それは彼女がどういうつもりかは知らないが「ラウラ」の美しい衣装を着込んでいるからではない。
燃えるような赤毛とそれに相反するアイスブルーの瞳の色が一種彼女を人間外の、例えば妖精かなにかのように思わせた。
そう実際、誰も「ラウラ」以外に目を向けようとはしないが、もともとこの劇団は実力派で個々の演技力もかなりのもの、その上さしもの女優の卵であるからには思いの外、顔立ちの整った女性が多いのだ。
だがそれをまったくスポットライトの当たらぬ舞台端に追いやってしまっているのはだれでもない、あの「ラウラ」なのだ。

赤毛の女がどこか皮肉めいた口調で捨て鉢に言い放つ。
「彼女を探そうったって無駄よ、どうやったって見つかりっこないわ、なんせ彼女は「この世の者」ではないんだもの」
赤毛の女はその美貌をゆがませて醜悪な笑顔でクスクスと笑って見せた。
この世の者ではないとはさすがにからかわれているのだろうが…それにしても男は彼女の態度に奇妙なものを感じた。
「…君は、その、もしかして、「ラウラ」が嫌いなのか?」
そんな質問がつい口をついて出た後、男はバカな質問だったと己の額を掌で覆った。
当たり前ではないか、「ラウラ」の所為で、今こうして目の前で見ている分には十分「美人」の域に入るこの女性ですら常に端役で、しかも自分だって彼女の名前など知らなかったのだから。
赤毛の女が声を上げて笑い出した。
「ええ、そう、「ラウラ」なんて大っ嫌い、でもね、それは私だけじゃないわ、うちの劇団員は全員嫌ってる、信じられないでしょうけど「ラウラ」自身も「ラウラ」が大嫌いなのよ」
彼女はそういいながら雲の上でも歩くようなふわふわとした軽い足運びで男の元に近づいてきた。
「このドレスも…あの女のだけど…一度くらい私だってこんな綺麗なドレスを着て舞台の中心に立ってみたかったのよ」
女が自嘲と本物の寂しさの入り混じった声でつぶやいた。
しかし男は赤毛の女の言葉にあっけに取られていた、このような端役に追いやられて出世のチャンスが掴めない者が「ラウラ」を妬んだとてある種当然の感情かもしれないが、
「「ラウラ」自身ですら「ラウラ」が大嫌い」とはどういう意味だろう?
いや、意味なんてないのかもしれない、この赤毛の女、嫉妬からおかしなことを口走っているだけなのではないだろうか?
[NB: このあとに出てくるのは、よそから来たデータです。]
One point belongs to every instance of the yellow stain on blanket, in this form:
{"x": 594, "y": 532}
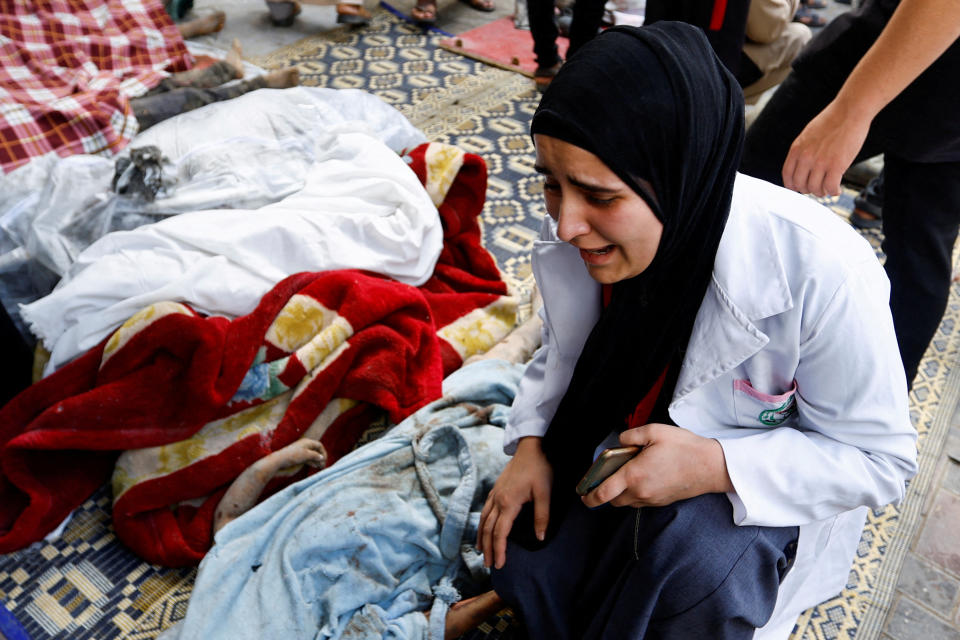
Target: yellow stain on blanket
{"x": 140, "y": 321}
{"x": 138, "y": 465}
{"x": 300, "y": 321}
{"x": 479, "y": 330}
{"x": 443, "y": 164}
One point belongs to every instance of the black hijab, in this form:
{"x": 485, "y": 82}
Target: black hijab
{"x": 659, "y": 109}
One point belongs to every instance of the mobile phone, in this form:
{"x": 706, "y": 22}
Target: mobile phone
{"x": 603, "y": 467}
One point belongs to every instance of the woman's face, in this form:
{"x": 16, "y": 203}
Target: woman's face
{"x": 613, "y": 227}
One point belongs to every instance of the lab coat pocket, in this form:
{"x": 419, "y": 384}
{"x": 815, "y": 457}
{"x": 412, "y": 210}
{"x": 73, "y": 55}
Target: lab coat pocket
{"x": 756, "y": 409}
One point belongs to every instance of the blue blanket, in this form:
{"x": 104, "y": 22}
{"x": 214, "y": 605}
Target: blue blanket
{"x": 364, "y": 547}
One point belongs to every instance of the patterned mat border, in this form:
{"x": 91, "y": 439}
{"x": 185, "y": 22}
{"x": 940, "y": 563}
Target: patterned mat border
{"x": 871, "y": 624}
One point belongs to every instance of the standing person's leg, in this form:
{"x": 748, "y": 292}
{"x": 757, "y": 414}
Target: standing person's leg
{"x": 587, "y": 17}
{"x": 723, "y": 21}
{"x": 921, "y": 216}
{"x": 543, "y": 28}
{"x": 151, "y": 109}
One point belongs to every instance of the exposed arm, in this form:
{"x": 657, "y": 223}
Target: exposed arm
{"x": 917, "y": 34}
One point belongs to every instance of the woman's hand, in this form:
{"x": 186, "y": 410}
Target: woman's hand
{"x": 674, "y": 464}
{"x": 526, "y": 477}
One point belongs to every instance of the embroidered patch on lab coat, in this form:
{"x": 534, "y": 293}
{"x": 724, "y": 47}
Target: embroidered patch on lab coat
{"x": 756, "y": 409}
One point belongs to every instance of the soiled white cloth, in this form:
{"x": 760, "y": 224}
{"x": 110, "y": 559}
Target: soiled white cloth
{"x": 359, "y": 206}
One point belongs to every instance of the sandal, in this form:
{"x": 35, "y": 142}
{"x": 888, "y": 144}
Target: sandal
{"x": 282, "y": 14}
{"x": 481, "y": 5}
{"x": 353, "y": 14}
{"x": 809, "y": 18}
{"x": 425, "y": 12}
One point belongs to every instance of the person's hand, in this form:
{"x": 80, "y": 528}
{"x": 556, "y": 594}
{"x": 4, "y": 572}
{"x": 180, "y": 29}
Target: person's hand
{"x": 674, "y": 464}
{"x": 527, "y": 476}
{"x": 825, "y": 148}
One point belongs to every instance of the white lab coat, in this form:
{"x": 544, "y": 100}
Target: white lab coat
{"x": 796, "y": 317}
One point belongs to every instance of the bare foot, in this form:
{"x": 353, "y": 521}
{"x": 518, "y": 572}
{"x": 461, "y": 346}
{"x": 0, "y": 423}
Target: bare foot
{"x": 467, "y": 614}
{"x": 209, "y": 23}
{"x": 283, "y": 78}
{"x": 246, "y": 489}
{"x": 520, "y": 343}
{"x": 234, "y": 58}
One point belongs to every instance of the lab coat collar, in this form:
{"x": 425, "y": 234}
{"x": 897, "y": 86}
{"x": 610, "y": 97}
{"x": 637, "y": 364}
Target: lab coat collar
{"x": 749, "y": 283}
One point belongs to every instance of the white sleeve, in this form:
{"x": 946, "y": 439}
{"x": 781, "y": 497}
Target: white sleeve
{"x": 854, "y": 444}
{"x": 539, "y": 394}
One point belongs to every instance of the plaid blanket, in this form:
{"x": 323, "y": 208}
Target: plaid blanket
{"x": 195, "y": 400}
{"x": 69, "y": 67}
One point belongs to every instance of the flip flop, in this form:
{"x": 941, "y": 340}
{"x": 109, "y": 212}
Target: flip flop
{"x": 809, "y": 18}
{"x": 481, "y": 5}
{"x": 427, "y": 13}
{"x": 353, "y": 14}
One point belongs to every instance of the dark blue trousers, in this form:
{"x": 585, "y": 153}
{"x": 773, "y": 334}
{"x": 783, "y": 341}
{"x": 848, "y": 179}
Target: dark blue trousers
{"x": 675, "y": 572}
{"x": 921, "y": 204}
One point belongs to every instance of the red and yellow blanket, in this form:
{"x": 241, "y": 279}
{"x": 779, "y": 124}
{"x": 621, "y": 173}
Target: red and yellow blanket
{"x": 192, "y": 401}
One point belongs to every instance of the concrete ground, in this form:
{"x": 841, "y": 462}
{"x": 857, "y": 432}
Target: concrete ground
{"x": 249, "y": 21}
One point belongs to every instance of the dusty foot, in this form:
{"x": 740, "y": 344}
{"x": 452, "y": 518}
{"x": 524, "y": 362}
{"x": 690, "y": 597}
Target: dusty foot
{"x": 246, "y": 489}
{"x": 283, "y": 78}
{"x": 234, "y": 58}
{"x": 467, "y": 614}
{"x": 209, "y": 23}
{"x": 520, "y": 343}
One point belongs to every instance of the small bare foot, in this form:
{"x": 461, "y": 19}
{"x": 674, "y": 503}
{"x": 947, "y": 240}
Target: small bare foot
{"x": 234, "y": 58}
{"x": 467, "y": 615}
{"x": 283, "y": 78}
{"x": 244, "y": 492}
{"x": 209, "y": 23}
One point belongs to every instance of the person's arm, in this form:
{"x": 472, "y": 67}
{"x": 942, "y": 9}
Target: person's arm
{"x": 917, "y": 34}
{"x": 674, "y": 464}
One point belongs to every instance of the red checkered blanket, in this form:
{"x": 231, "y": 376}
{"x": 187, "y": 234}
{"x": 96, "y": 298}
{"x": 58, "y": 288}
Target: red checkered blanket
{"x": 69, "y": 67}
{"x": 193, "y": 400}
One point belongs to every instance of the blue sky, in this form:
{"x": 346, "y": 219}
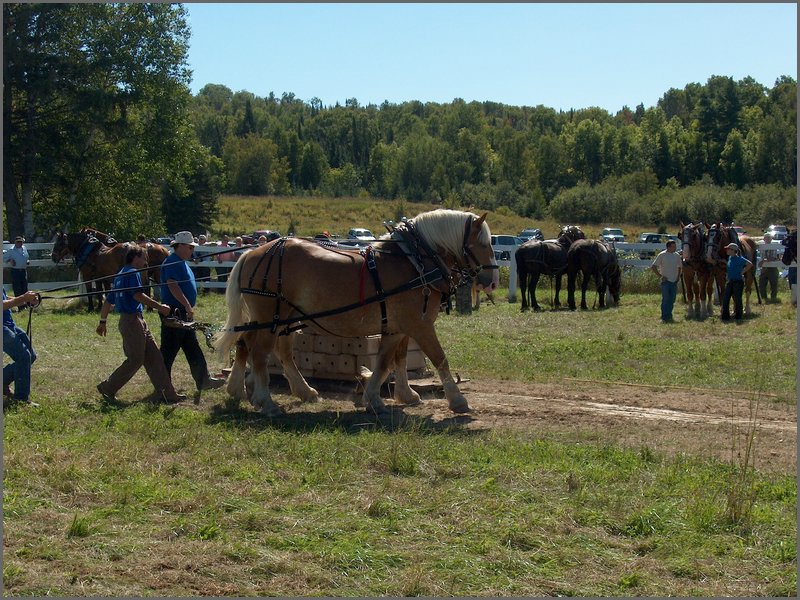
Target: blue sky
{"x": 559, "y": 55}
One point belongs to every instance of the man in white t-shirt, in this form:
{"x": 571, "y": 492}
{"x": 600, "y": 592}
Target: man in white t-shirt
{"x": 667, "y": 265}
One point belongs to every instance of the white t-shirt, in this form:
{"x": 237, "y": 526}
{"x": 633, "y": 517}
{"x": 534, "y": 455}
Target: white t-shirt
{"x": 668, "y": 264}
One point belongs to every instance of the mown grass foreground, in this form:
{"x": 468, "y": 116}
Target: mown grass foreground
{"x": 143, "y": 500}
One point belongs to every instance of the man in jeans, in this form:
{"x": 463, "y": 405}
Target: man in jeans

「分かったらさっさと出て行きなさい、さもなきゃ私の悲鳴一つで警備員か腕っ節の強い裏方が即座に駆けつけてくるわよ」

彼女は突然キッと眉を吊り上げ恐れなど知らぬかのように男の顔を真正面に立ってその目を見据え啖呵をきった。
男の方としても目的は既にばれているのだし、自分が今すぐに立ち去ればとりあえず警備員を呼ぶつもりが無いのなら彼女の言うとおりにした方がよさそうだ。
「わかった…すまない」
この男にしては珍しく、彼女の気勢に押されたわけではないが、何か複雑な人間模様の片鱗を見せられ毒気を抜かれてしまったこともあり素直に踵を返した。

ところが部屋のドアを出ようとした瞬間、ふと、公演時に配られるプログラムにあった劇団員の写真と彼女の顔が何の偶然か男の頭の中で繋がった、そして名前を思い出した。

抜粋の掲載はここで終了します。